Laura: “We stay in our lanes. He runs the kitchen. I run the floor. I don’t go in the kitchen giving opinions. He doesn’t comment on the plant on the table. We’re both responsible for our own teams.

That boundary is really important. Especially in hospitality. The energy comes from the team – if they’re not getting on, the service will feel disjointed. We had to learn that fast. You’ve got to separate your roles so respect doesn’t blur.”

What does your week actually look like now?

Laura: “We both work Tuesday to Sunday. Straight through. That’s when the restaurant’s open. I do the admin on Thursdays. That’s my catch-up day. I handle the accounts, rotas, and bookings. All the planning.

We sometimes get away for beach breaks, or I’ll go for a run. I’ve only just recently had my first holiday without my laptop. I did Reformer Pilates every day and didn’t check my emails. That was huge.”

It’s such a people-heavy business. How do you manage the emotional side of that?

Laura: “You’re basically reading people all day. That’s the job. And I enjoy it. But it is exhausting. That’s why I always say – bait the hook to suit the fish. You read the guest’s energy and tailor the experience. If they’re in a hurry, keep it quick. If they want to talk, give them space to linger.

That also applies to the team. Some staff are very different at work than they are outside of it. And you’ve got to hold that. Everyone brings their own energy. I’m more measured. Tobias is more fiery. It’s about knowing how to be a calming influence, but also how to hold boundaries.”

Is hiring one of the hardest parts?

Laura: “Yes. Always. You can’t tell if someone’s going to be good until week three. The first week is the honeymoon – they’re charming, polite, saying the right things. Then week three comes and you see the real person. That’s when you know.”

Fête feels really welcoming – was that intentional in the design?

Laura: “100%. I never wanted anyone to think, “I’m not dressed up enough to go in there.” But I also didn’t want it to feel like it wasn’t special.
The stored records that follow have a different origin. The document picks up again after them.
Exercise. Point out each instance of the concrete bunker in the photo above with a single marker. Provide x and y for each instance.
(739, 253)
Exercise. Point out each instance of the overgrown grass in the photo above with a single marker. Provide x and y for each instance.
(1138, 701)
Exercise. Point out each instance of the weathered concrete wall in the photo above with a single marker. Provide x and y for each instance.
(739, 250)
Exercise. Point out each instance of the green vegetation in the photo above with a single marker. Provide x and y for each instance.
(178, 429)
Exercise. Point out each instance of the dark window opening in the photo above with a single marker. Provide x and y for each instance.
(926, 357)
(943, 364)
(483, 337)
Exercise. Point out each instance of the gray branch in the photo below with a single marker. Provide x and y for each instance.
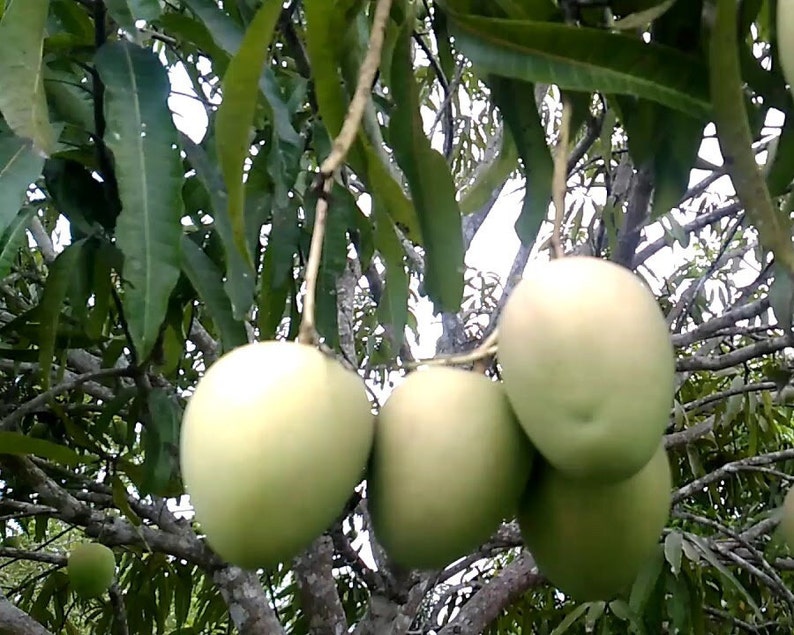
(248, 605)
(14, 621)
(486, 605)
(317, 589)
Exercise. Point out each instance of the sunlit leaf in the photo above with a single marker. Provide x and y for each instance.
(143, 139)
(22, 100)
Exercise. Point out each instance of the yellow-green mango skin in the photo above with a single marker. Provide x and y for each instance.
(591, 540)
(786, 526)
(91, 567)
(588, 365)
(785, 40)
(274, 439)
(449, 463)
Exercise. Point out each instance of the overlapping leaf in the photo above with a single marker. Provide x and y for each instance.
(141, 134)
(22, 100)
(432, 188)
(581, 58)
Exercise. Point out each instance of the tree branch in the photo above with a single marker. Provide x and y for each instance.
(317, 588)
(248, 605)
(14, 621)
(486, 605)
(726, 470)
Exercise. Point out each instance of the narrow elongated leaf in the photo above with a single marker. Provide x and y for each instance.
(735, 138)
(60, 278)
(20, 444)
(325, 21)
(570, 619)
(127, 12)
(22, 100)
(712, 559)
(233, 126)
(160, 466)
(780, 172)
(393, 306)
(224, 30)
(208, 283)
(581, 58)
(489, 179)
(512, 97)
(13, 239)
(432, 187)
(120, 498)
(19, 167)
(669, 140)
(240, 278)
(142, 136)
(69, 102)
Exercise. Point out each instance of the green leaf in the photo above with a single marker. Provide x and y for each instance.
(781, 296)
(80, 197)
(240, 276)
(233, 126)
(735, 138)
(432, 188)
(120, 499)
(570, 619)
(673, 550)
(516, 101)
(582, 58)
(667, 139)
(13, 239)
(22, 100)
(142, 136)
(272, 298)
(208, 283)
(713, 560)
(780, 168)
(127, 12)
(68, 100)
(19, 444)
(645, 582)
(60, 278)
(324, 24)
(488, 180)
(226, 34)
(19, 167)
(393, 306)
(333, 259)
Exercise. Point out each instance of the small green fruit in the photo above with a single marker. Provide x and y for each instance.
(274, 440)
(449, 463)
(591, 540)
(589, 367)
(91, 568)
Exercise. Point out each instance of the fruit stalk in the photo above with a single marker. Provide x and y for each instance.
(486, 349)
(344, 140)
(560, 177)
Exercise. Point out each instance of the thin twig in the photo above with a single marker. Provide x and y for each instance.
(339, 150)
(560, 178)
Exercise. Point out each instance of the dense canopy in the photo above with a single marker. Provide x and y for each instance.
(164, 168)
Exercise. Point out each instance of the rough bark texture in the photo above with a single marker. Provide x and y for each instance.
(500, 592)
(317, 588)
(16, 622)
(248, 605)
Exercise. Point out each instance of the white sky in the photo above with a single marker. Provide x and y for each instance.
(495, 244)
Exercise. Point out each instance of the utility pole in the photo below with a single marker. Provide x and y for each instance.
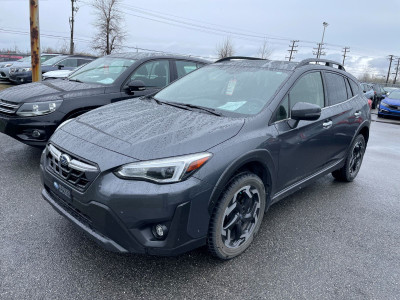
(292, 49)
(35, 40)
(319, 50)
(71, 25)
(390, 65)
(397, 70)
(345, 51)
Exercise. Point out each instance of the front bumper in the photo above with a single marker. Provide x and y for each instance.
(120, 214)
(22, 128)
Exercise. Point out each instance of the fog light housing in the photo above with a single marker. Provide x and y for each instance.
(160, 231)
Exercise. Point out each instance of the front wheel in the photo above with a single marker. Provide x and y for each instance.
(353, 161)
(237, 216)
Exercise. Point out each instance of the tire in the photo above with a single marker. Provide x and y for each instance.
(353, 161)
(237, 216)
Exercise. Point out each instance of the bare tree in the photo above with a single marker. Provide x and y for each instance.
(265, 50)
(225, 49)
(110, 34)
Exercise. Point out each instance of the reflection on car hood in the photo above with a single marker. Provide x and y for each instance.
(145, 130)
(58, 73)
(48, 90)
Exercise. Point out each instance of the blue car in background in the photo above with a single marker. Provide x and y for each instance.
(390, 106)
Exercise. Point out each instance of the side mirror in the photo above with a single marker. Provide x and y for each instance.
(304, 111)
(136, 85)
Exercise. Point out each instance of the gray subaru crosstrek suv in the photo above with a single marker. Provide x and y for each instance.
(200, 162)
We did have an interior designer at first, but designers always think you have more money than you do. So I ended up doing it myself. We didn’t touch the big staircase - the building’s got so much character. We just made it comfortable, honest.”
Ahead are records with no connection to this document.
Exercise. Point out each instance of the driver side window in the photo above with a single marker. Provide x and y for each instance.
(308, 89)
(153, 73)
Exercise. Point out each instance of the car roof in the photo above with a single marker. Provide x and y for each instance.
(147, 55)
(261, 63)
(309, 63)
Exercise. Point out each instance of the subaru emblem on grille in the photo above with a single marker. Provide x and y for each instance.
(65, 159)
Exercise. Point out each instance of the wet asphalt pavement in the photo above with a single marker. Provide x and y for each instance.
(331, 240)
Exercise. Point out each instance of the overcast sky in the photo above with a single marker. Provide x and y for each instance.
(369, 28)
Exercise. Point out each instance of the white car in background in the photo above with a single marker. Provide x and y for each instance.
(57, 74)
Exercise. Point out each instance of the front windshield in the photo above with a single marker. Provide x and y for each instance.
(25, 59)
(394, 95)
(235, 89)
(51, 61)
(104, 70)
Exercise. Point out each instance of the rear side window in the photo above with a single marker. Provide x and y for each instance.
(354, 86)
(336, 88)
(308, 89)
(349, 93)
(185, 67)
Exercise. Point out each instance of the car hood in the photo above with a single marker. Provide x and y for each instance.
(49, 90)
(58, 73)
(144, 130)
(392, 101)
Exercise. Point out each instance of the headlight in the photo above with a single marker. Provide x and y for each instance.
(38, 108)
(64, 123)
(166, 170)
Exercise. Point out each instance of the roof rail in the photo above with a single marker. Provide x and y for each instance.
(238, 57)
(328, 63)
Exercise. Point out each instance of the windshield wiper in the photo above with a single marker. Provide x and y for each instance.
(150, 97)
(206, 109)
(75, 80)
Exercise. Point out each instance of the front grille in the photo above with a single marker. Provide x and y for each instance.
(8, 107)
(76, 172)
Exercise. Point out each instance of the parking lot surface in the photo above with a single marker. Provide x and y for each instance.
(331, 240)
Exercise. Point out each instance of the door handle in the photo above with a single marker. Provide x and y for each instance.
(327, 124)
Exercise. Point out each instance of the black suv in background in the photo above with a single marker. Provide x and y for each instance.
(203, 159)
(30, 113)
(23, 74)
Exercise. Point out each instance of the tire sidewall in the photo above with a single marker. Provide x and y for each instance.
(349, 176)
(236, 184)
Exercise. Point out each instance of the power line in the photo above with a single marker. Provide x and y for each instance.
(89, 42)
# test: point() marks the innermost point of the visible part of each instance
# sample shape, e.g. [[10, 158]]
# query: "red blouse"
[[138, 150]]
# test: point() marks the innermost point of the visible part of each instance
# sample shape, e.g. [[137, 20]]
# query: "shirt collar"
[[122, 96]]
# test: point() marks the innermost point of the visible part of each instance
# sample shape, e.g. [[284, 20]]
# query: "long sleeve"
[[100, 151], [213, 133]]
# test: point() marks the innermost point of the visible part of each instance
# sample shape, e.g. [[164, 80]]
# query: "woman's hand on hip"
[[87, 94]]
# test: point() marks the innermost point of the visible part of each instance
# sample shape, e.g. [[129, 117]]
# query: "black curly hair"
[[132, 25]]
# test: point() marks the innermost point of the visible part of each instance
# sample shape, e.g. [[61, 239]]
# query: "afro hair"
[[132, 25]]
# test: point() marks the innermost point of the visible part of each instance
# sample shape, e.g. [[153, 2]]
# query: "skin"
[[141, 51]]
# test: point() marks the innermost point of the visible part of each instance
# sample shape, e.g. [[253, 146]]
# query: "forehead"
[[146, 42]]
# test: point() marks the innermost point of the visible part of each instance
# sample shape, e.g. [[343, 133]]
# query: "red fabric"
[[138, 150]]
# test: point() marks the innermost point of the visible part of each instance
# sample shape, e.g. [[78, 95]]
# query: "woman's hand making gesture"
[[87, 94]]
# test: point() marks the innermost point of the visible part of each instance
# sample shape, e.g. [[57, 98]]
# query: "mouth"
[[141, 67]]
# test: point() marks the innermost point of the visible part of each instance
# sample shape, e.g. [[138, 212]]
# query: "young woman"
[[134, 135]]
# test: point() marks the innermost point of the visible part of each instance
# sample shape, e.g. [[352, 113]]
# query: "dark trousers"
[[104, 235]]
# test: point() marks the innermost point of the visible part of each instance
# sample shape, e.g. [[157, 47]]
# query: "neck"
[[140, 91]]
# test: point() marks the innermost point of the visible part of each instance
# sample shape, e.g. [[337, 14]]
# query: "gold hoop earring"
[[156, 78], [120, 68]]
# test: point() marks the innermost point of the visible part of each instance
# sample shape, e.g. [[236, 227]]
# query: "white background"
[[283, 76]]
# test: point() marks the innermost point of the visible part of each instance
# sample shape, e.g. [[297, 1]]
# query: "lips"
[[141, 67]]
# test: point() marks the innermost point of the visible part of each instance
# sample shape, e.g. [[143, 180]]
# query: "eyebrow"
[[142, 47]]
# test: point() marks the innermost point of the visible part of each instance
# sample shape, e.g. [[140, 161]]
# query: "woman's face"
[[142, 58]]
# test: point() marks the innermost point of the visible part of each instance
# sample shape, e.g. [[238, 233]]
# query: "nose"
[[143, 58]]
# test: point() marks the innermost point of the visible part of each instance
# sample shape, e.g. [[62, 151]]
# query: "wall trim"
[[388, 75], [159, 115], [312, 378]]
What did you take from working at Côte?

Laura: “Precision. They literally counted the sugars in the pot. I still carry that. That’s why the team joke I’m obsessed with the details.”

You write about service as an art form. What’s the magic moment for you?

Laura: “Eight o’clock on a Friday. The bar team’s in the flow. The floor staff are laughing with the guests. The kitchen’s on it. That’s when it all clicks. That’s what makes it worth it.”

What’s the biggest thing you’ve learned about running a business?

Laura: “That it is hard. [laughs] Really hard. You’re not just the founder. You’re the emotional ballast, the bookkeeper, the brand. You’re holding everyone together.

I’d tell my younger self: open a smaller restaurant. Just so you’ve got fewer people to manage.

But also: celebrate the wins. Because it’s easy to forget. You get caught up in the stress. You don’t even realise what you’ve built until you see it through someone else’s eyes.”

 

Laura’s recs for anyone starting an independent restaurant/hospitality business:

  • Define roles early – it’ll save you a lot of tension.

  • Show up – people care when the founder’s in the room.

  • Trust your gut – marketing doesn’t need to be fancy.

  • Don’t over-tech the experience – make it human.

  • Hire past the honeymoon – week three reveals everything.

  • Read the room – and bait the hook to suit the fish.

  • Own mistakes – never give a guest a bad reason to come back.

 
Fete Grays Yard, Chelmsford Essex

And finally – how would you describe Fête today?

Laura: “It’s a relaxed place where people feel looked after. It’s community-focused. It’s honest. It’s still evolving. But I’m proud of what it’s become. And I’m here. Still on the floor. Still doing the work. Still learning how to celebrate it all."


Laura’s story reminds us that success doesn’t always come from scaling fast or going big. Sometimes it’s built slowly - over coffee, connection, and showing up day after day.

Whether you’re building a business or dreaming of starting one, Fête is proof that small beginnings - the kind that fit into three hours a week - can still lead somewhere extraordinary.